Staying in the Lines
"Each Day I'll Do A Golden Deed"
My grandfather milked cows for most of his life. Even after there was just himself and grandma. He gave milk away at times.
When we, Coco and I were living at 'the farm' we took two glass quart jars of milk to our neighbors twice a week.
We took the full jars and they would send back two empty ones for the next batch. Coco and I had it stuck in our mind that we should do a good deed every day, and this counted as one of our deeds.
Mrs. Hurst would always drop a dime in the bottom of the clean jars and we thought we were rich.
I don't remember when the dairy maids stopped taking milk. My sister, cousin Coco, and I all lived with grandparents for about two years before my aunt remarried and took Coco to live with them.
I missed Coco when she left. Sister was six years older than I, but Coco was only a year older.
Coco and her family often came back during school breaks, summer vacations and Christmas vacations. Those were times she would tell me what books she was reading and impart new intelligence to me.
New intelligence like how she liked eating aspirins, and don't eat the strings on bananas, and ever so much stuff I would have never figured out on my own.
Summer breaks she and I would wander through the timber berating our cow Henrietta for eating our gooseberries.

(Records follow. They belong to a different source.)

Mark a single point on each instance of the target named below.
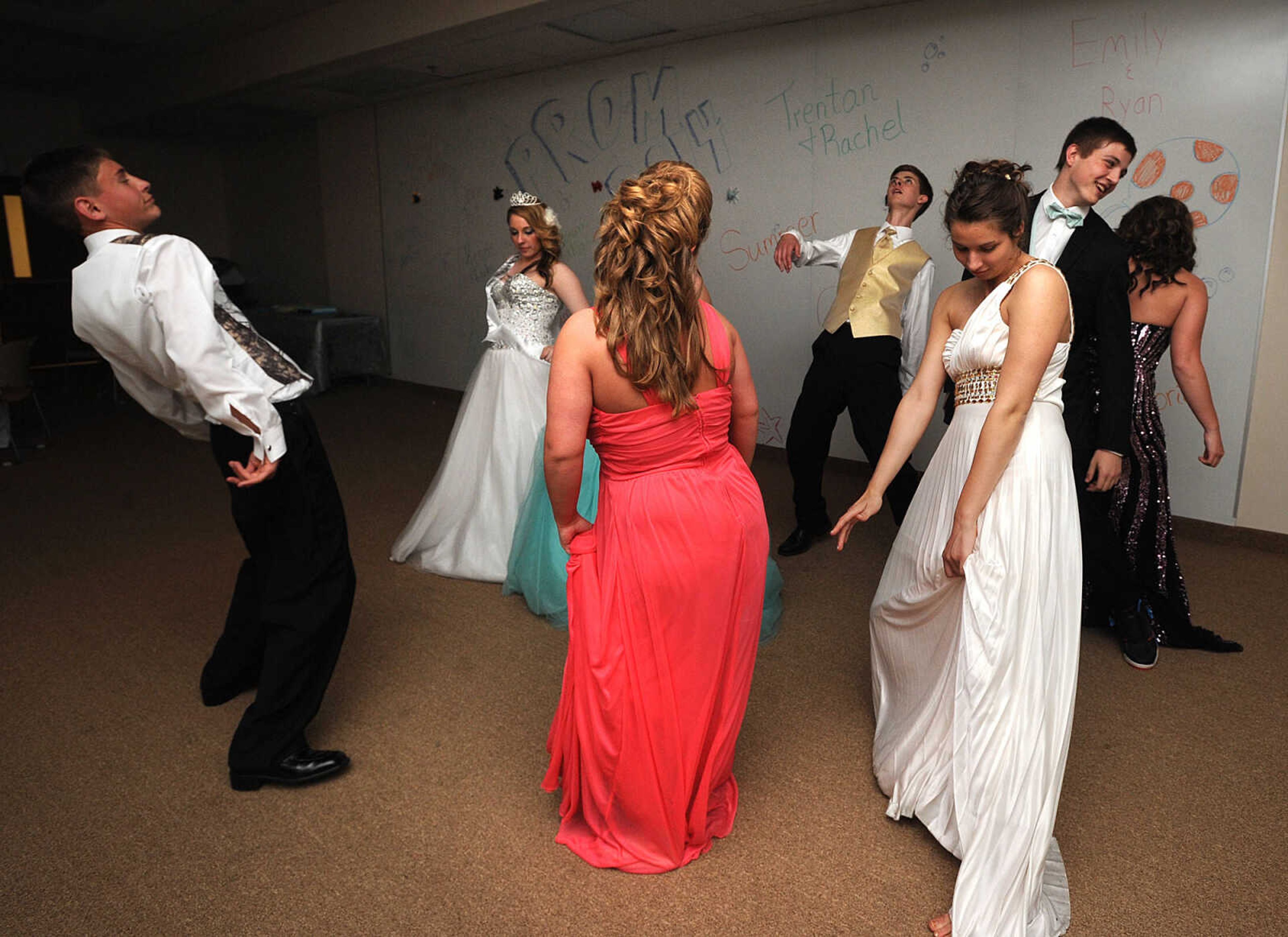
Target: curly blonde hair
(646, 293)
(548, 235)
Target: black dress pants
(290, 607)
(1108, 582)
(861, 375)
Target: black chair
(16, 388)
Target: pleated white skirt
(464, 526)
(974, 677)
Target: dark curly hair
(1160, 237)
(991, 191)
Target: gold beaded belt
(977, 387)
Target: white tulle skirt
(466, 522)
(974, 677)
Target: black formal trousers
(862, 376)
(290, 607)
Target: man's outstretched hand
(253, 473)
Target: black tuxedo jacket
(1099, 376)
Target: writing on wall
(838, 121)
(741, 252)
(618, 128)
(1126, 49)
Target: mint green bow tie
(1071, 218)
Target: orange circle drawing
(1206, 151)
(1225, 187)
(1151, 168)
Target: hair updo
(646, 290)
(1160, 237)
(991, 191)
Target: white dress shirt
(915, 316)
(150, 311)
(1050, 236)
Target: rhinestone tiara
(523, 199)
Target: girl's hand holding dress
(569, 532)
(867, 506)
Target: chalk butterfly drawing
(1201, 173)
(769, 429)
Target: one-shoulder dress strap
(1040, 262)
(718, 343)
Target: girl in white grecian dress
(466, 523)
(975, 623)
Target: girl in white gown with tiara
(466, 523)
(974, 625)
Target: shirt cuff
(271, 444)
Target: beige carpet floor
(118, 559)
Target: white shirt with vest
(150, 310)
(915, 316)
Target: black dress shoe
(301, 768)
(798, 542)
(1139, 643)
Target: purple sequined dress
(1143, 511)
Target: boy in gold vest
(869, 352)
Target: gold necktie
(884, 245)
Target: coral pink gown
(665, 599)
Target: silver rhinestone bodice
(525, 307)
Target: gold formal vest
(874, 286)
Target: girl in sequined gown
(464, 524)
(1169, 308)
(975, 621)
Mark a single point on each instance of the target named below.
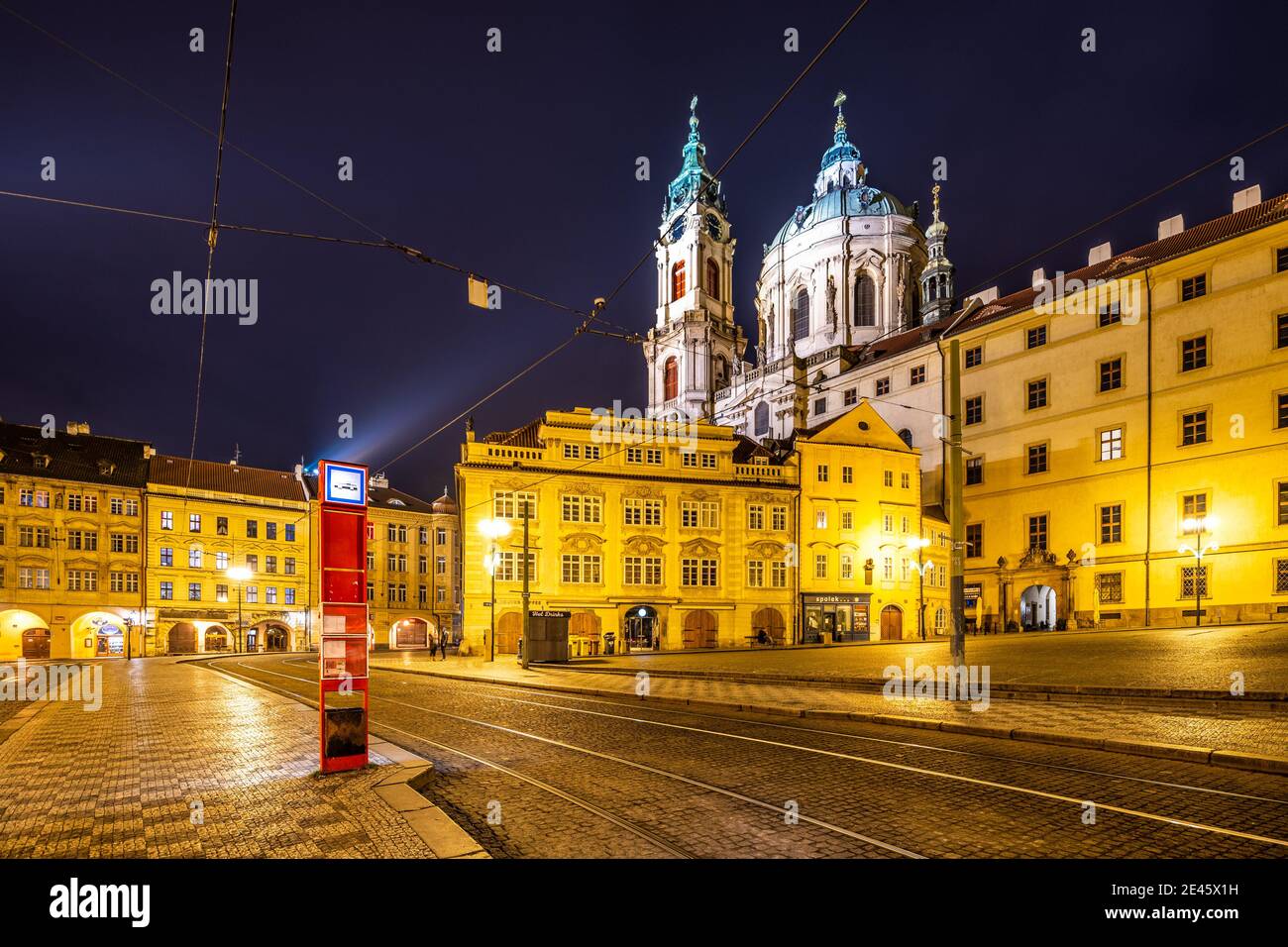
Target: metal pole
(957, 510)
(524, 644)
(492, 608)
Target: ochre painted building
(71, 539)
(662, 535)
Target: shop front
(828, 618)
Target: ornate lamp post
(1197, 526)
(492, 530)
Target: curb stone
(1231, 759)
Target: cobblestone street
(121, 781)
(539, 774)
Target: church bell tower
(695, 343)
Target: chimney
(1248, 197)
(1171, 227)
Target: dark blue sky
(520, 165)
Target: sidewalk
(1193, 735)
(172, 740)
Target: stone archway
(700, 630)
(892, 624)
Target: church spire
(936, 278)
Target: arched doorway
(892, 624)
(642, 628)
(411, 633)
(14, 625)
(35, 643)
(509, 629)
(277, 638)
(183, 639)
(1037, 608)
(700, 630)
(215, 638)
(771, 621)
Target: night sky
(520, 165)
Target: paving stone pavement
(119, 783)
(1222, 729)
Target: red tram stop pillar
(343, 681)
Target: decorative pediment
(644, 544)
(581, 543)
(699, 549)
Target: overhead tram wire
(214, 235)
(596, 315)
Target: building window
(1037, 393)
(1194, 354)
(1112, 523)
(1035, 462)
(670, 379)
(1109, 587)
(1111, 373)
(1194, 427)
(699, 573)
(642, 570)
(864, 302)
(580, 570)
(1189, 577)
(1112, 444)
(1038, 532)
(800, 315)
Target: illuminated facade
(228, 558)
(658, 535)
(71, 540)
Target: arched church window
(800, 315)
(864, 302)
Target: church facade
(1125, 424)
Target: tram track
(567, 796)
(545, 701)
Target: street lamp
(1197, 526)
(239, 574)
(493, 530)
(919, 543)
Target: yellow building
(69, 543)
(228, 561)
(1106, 423)
(412, 569)
(662, 535)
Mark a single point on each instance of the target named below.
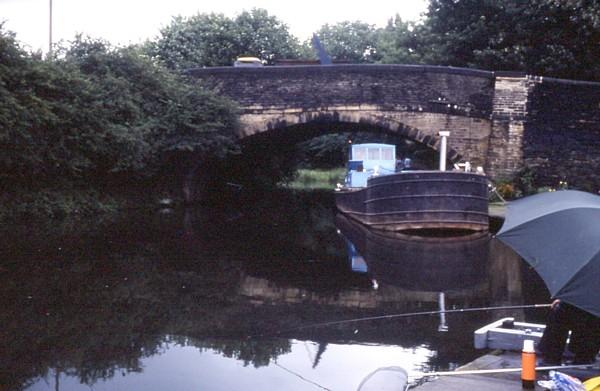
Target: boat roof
(373, 145)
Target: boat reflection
(451, 263)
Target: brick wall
(503, 122)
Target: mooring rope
(401, 315)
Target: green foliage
(401, 43)
(318, 179)
(216, 40)
(353, 42)
(544, 37)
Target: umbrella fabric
(558, 234)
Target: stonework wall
(509, 113)
(562, 133)
(502, 122)
(415, 101)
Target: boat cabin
(367, 160)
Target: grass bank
(72, 201)
(318, 179)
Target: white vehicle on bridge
(248, 62)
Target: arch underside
(468, 140)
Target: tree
(543, 37)
(216, 40)
(353, 42)
(165, 118)
(95, 113)
(402, 43)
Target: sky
(132, 21)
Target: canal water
(257, 296)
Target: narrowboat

We were sure she got there before us and that was why our harvest was so slim.
If by chance we did happen onto some green gooseberries we always kept a piece of salt— broken from the cow's salt block in our pocket to eat with them. (Coco told me not to eat the purple gooseberries because a spider had bitten them and they turned purply-black).
I don't know what memories my grandchildren will take with them, but I'm sure they'll have stories.